The opportunity to be heard must be tailored to the [p269] capacities and circumstances of those who are to be heard. [n16] It is not enough that a welfare recipient may present his position to the decisionmaker in writing or second-hand through his caseworker. Written submissions are an unrealistic option for most recipients, who lack the educational attainment necessary to write effectively and who cannot obtain professional assistance. Moreover, written submissions do not afford the flexibility of oral presentations; they do not permit the recipient to mold his argument to the issues the decisionmaker appears to regard as important. Particularly where credibility and veracity are at issue, as they must be in many termination proceedings, written submissions are a wholly unsatisfactory basis for decision. The second-hand presentation to the decisionmaker by the caseworker has its own deficiencies; since the caseworker usually gathers the facts upon which the charge of ineligibility rests, the presentation of the recipient's side of the controversy cannot safely be left to him. Therefore, a recipient must be allowed to state his position orally. Informal procedures will suffice; in this context, due process does not require a particular order of proof or mode of offering evidence. Cf. HEW Handbook, pt. IV, § 6400(a).

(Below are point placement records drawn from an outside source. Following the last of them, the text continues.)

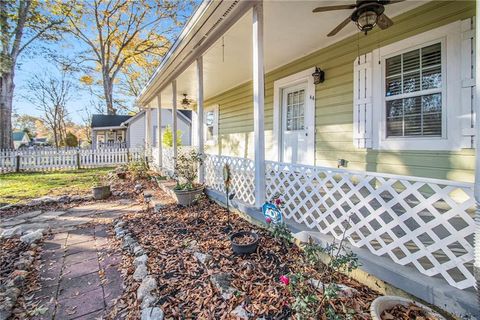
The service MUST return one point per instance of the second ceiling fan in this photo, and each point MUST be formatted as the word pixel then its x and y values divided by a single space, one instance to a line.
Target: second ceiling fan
pixel 367 14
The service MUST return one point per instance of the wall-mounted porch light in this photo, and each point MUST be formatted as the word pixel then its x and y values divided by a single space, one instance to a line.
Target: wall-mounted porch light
pixel 318 76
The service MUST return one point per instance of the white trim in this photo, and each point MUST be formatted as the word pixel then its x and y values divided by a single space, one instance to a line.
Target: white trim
pixel 304 76
pixel 450 37
pixel 109 128
pixel 215 108
pixel 200 115
pixel 258 102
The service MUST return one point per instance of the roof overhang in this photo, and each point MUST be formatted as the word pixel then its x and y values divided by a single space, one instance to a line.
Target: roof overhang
pixel 209 22
pixel 108 128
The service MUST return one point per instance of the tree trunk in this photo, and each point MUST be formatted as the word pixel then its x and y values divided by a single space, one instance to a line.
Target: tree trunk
pixel 108 91
pixel 6 100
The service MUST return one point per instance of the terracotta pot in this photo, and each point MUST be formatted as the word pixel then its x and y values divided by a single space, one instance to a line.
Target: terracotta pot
pixel 244 248
pixel 187 197
pixel 101 192
pixel 387 302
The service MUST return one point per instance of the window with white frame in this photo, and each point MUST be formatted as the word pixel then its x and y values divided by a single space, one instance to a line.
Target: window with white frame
pixel 210 119
pixel 413 93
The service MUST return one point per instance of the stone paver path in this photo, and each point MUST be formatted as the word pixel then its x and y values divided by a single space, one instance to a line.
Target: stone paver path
pixel 79 276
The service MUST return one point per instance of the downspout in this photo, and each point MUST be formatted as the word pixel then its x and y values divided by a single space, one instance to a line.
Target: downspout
pixel 476 266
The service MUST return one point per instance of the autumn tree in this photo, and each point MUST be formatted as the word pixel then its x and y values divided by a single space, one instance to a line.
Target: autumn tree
pixel 50 95
pixel 120 36
pixel 22 24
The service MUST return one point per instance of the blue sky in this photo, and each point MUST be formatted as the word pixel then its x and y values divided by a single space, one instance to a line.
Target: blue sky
pixel 34 63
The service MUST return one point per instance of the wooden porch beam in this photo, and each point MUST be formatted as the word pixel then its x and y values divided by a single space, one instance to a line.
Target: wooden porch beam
pixel 477 150
pixel 201 169
pixel 258 103
pixel 174 122
pixel 159 129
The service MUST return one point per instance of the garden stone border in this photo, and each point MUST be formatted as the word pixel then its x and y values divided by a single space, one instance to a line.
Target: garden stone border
pixel 145 292
pixel 14 284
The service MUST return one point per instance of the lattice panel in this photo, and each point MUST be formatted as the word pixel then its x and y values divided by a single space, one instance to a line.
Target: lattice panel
pixel 242 171
pixel 425 223
pixel 167 157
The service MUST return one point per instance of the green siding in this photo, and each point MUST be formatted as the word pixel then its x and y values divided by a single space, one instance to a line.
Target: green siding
pixel 334 104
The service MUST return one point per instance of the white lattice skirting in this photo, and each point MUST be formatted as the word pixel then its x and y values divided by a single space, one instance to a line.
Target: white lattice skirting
pixel 242 171
pixel 425 223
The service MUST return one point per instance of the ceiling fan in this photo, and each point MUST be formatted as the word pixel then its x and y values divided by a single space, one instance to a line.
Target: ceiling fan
pixel 367 14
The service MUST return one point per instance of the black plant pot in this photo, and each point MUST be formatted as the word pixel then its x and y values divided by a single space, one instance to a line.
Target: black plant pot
pixel 244 248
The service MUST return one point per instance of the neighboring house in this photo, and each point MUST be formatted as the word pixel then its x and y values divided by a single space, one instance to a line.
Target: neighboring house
pixel 40 142
pixel 129 131
pixel 20 139
pixel 108 131
pixel 396 109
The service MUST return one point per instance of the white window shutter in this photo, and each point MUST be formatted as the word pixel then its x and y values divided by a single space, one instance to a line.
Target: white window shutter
pixel 362 101
pixel 468 84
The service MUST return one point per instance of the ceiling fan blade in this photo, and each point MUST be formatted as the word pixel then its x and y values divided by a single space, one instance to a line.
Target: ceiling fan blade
pixel 339 27
pixel 331 8
pixel 384 22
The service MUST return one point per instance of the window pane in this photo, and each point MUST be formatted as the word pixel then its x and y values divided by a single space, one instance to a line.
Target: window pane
pixel 411 61
pixel 432 55
pixel 411 82
pixel 432 78
pixel 432 115
pixel 393 66
pixel 393 86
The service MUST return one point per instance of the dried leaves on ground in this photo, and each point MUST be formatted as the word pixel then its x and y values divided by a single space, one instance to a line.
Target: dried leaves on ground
pixel 186 291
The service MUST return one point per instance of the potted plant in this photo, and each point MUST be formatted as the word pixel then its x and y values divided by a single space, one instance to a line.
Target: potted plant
pixel 393 307
pixel 121 172
pixel 100 189
pixel 186 170
pixel 244 242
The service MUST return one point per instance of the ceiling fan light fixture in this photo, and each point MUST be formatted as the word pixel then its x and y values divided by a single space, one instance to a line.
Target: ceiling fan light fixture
pixel 366 16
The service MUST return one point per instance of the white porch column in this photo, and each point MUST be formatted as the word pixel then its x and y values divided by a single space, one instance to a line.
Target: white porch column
pixel 159 130
pixel 174 121
pixel 201 169
pixel 258 104
pixel 148 131
pixel 476 264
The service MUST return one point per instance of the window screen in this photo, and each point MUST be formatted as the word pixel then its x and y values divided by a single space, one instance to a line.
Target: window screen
pixel 413 87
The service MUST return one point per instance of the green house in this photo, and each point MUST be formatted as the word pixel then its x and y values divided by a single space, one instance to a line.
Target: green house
pixel 363 121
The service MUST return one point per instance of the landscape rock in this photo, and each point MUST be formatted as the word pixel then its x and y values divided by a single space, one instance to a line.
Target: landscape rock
pixel 140 272
pixel 344 291
pixel 140 260
pixel 64 199
pixel 154 313
pixel 202 257
pixel 239 312
pixel 11 232
pixel 32 236
pixel 148 284
pixel 148 301
pixel 158 207
pixel 222 282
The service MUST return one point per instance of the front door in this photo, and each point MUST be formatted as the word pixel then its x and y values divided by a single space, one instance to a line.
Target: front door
pixel 297 125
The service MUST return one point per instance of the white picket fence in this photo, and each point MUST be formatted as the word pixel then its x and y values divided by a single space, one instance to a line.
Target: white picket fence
pixel 423 223
pixel 60 159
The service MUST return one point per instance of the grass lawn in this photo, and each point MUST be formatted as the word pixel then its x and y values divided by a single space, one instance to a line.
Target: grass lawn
pixel 18 187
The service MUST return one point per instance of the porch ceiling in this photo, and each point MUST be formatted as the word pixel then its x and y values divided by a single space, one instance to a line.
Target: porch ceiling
pixel 291 32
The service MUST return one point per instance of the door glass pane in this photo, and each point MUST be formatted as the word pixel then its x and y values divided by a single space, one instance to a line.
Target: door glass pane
pixel 295 110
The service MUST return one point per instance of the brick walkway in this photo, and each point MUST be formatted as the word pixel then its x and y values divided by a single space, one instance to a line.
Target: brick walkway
pixel 79 278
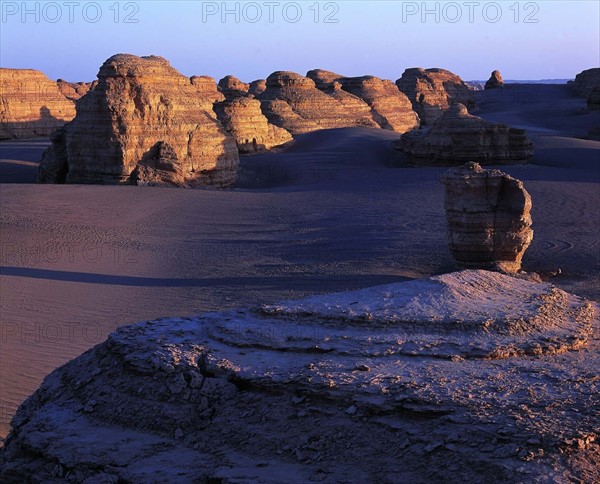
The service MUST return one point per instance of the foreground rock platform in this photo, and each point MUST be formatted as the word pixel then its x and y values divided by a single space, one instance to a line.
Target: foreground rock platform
pixel 476 374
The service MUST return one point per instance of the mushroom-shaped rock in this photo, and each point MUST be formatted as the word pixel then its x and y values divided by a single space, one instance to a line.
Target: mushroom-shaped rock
pixel 489 221
pixel 137 103
pixel 495 81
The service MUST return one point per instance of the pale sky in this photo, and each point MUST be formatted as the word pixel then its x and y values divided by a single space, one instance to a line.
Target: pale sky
pixel 524 40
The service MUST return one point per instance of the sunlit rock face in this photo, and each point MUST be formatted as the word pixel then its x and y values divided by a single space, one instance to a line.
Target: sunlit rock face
pixel 495 81
pixel 31 105
pixel 477 373
pixel 489 218
pixel 137 103
pixel 459 137
pixel 293 102
pixel 433 91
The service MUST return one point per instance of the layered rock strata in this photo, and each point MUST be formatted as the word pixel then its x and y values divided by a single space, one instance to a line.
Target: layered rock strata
pixel 458 137
pixel 137 103
pixel 433 91
pixel 489 219
pixel 31 105
pixel 455 374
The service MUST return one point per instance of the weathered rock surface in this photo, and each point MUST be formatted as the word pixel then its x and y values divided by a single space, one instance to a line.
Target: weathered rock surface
pixel 432 91
pixel 243 118
pixel 458 137
pixel 232 87
pixel 489 220
pixel 594 99
pixel 73 90
pixel 586 81
pixel 494 81
pixel 391 108
pixel 31 105
pixel 137 103
pixel 293 102
pixel 456 374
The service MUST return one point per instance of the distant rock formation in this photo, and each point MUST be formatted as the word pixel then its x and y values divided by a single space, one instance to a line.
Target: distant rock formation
pixel 453 375
pixel 432 91
pixel 458 137
pixel 243 118
pixel 257 87
pixel 207 88
pixel 495 81
pixel 73 90
pixel 232 87
pixel 594 99
pixel 293 102
pixel 31 105
pixel 137 103
pixel 586 81
pixel 390 107
pixel 489 221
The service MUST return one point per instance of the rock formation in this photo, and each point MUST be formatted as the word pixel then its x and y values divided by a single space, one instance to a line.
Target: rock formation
pixel 257 87
pixel 585 81
pixel 494 81
pixel 489 221
pixel 137 103
pixel 293 102
pixel 454 375
pixel 390 108
pixel 458 137
pixel 232 87
pixel 594 99
pixel 207 88
pixel 31 105
pixel 243 118
pixel 432 91
pixel 73 90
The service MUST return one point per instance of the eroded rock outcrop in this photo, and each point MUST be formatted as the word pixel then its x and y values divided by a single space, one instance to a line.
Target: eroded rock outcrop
pixel 495 81
pixel 232 87
pixel 458 137
pixel 137 103
pixel 243 118
pixel 293 102
pixel 489 220
pixel 73 90
pixel 586 81
pixel 31 105
pixel 433 91
pixel 454 374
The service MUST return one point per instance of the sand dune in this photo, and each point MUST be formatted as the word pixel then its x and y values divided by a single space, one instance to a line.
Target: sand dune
pixel 336 211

In almost every setting where important decisions turn on questions of fact, due process requires an opportunity to confront and cross-examine adverse witnesses. E.g., ICC v. Louisville & N. R. Co., 227 U.S. 88, 93-94 (1913); Willner v. Committee on Character & Fitness, 373 U.S. 96, 103-104 (1963). What we said in [p270] Greene v. McElroy, 360 U.S. 474, 496-497 (1959), is particularly pertinent here:
Certain principles have remained relatively immutable in our jurisprudence. One of these is that, where governmental action seriously injures an individual, and the reasonableness of the action depends on fact findings, the evidence used to prove the Government's case must be disclosed to the individual so that he has an opportunity to show that it is untrue. While this is important in the case of documentary evidence, it is even more important where the evidence consists of the testimony of individuals whose memory might be faulty or who, in fact, might be perjurers or persons motivated by malice, vindictiveness, intolerance, prejudice, or jealousy. We have formalized these protections in the requirements of confrontation and cross-examination. They have ancient roots. They find expression in the Sixth Amendment. . . . This Court has been zealous to protect these rights from erosion. It has spoken out not only in criminal cases, . . . but also in all types of cases where administrative . . . actions were under scrutiny.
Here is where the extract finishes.